Intermittent androgen deprivation therapy failed to improve survival rates or quality of life compared with continuous therapy in patients with metastatic hormone-sensitive prostate cancer, according to study results.
Data from an androgen-dependent tumor model indicated that if androgens were replaced before progression of the disease, the remaining stem cells could generate an androgen-dependent tumor that would be vulnerable to hormonal manipulation.
Although androgen-sensitive models have suggested that intermittent androgen deprivation is inferior to castration in preventing tumor growth, clinical trials involving androgen-dependent models indicated that intermittent androgen deprivation resulted in reinduction of apoptosis, nearly tripling the time to castration resistance.
To assess whether intermittent androgen deprivation is noninferior to continuous androgen deprivation regarding prostate cancer survival, Maha Hussain, MD, FACP, professor of medicine and urology at the University of Michigan Comprehensive Cancer Center and a HemOnc Today Editorial Board member, and colleagues randomly assigned 1,533 patients with metastatic hormone-sensitive prostate cancer to continuous androgen deprivation (n=765) or intermittent androgen deprivation (n=770).
The study cohort included patients with newly diagnosed, metastatic, hormone-sensitive prostate cancer, a performance status of 0 to 2, and a PSA level of 5 ng/mL or higher. Patients received a luteinizing hormone-releasing hormone analogue and an anti-androgen agent for 7 months.
In addition, the researchers randomly assigned patients in whom the PSA level fell to 4 ng/mL or lower to continuous or intermittent androgen deprivation, with patients stratified according to prior or no prior hormonal therapy, performance status and extent of disease.
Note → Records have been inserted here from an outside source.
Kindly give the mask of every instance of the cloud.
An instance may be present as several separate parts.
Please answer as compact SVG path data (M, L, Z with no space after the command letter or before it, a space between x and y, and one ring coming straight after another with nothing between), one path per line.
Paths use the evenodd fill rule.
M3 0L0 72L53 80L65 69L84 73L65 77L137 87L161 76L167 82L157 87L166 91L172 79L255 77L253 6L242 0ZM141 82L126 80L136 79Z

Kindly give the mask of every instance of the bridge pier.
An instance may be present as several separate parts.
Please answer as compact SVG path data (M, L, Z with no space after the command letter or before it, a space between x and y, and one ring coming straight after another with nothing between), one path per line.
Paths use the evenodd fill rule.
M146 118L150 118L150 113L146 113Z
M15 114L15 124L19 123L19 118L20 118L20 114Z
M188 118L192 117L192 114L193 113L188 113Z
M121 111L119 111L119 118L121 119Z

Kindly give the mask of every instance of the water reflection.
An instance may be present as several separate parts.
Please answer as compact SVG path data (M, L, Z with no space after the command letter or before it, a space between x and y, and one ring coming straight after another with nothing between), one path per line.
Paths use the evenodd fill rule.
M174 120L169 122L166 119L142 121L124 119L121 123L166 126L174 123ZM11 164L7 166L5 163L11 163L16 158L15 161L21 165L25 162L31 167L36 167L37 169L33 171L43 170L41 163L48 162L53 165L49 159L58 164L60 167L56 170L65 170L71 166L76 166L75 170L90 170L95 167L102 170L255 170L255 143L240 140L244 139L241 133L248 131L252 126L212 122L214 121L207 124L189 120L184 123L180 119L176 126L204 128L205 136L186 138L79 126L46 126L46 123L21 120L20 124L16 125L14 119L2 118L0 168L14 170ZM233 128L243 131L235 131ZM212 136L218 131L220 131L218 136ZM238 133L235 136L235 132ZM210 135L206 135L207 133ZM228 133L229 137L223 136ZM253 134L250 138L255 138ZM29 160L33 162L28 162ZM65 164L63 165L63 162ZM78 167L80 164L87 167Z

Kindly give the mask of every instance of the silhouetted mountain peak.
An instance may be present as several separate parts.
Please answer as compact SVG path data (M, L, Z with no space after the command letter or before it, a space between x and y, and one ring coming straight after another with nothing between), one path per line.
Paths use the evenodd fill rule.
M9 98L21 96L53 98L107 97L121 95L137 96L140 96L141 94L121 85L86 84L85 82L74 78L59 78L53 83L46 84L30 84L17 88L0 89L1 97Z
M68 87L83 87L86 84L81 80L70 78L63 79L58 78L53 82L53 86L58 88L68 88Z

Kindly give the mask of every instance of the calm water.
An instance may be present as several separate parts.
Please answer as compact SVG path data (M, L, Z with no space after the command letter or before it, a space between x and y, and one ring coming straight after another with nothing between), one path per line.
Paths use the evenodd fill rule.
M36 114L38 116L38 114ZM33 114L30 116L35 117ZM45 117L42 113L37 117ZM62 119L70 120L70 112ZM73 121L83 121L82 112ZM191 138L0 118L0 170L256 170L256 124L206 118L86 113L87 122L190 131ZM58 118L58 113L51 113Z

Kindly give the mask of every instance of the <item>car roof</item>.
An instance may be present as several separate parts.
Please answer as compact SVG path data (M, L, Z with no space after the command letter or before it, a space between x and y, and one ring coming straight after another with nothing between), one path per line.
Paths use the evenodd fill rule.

Study results showed median survival was 5.8 years in the continuous therapy group and 5.1 years in the intermittent-therapy group (HR for mortality with intermittent therapy, 1.10; 90% CI, 0.99-1.23). This translates to a 7-month difference in median survival.
“While we could not conclude that intermittent therapy is statistically significantly inferior to continuous therapy, a 7-month difference in median survival and survival trends that favored continuous therapy in all subgroups is clinically relevant and important,” Hussain told HemOnc Today. “This should also be viewed in the context of lack of scientific evidence from other clinical trials of ‘true equivalence’ between these treatment approaches.”
The effect of intermittent therapy on quality of life was modest, Hussain said. The researchers found that intermittent therapy initially was associated with improved erectile function (P<.001) and mental health (P=.003), but those differences leveled off after a few months and were not sustained.
“Based on the results of this trial, continuous androgen deprivation remains the standard based on optimal survival outcomes,” Hussain said. “Patients interested in intermittent therapy should be counseled regarding the potential negative impact on survival.”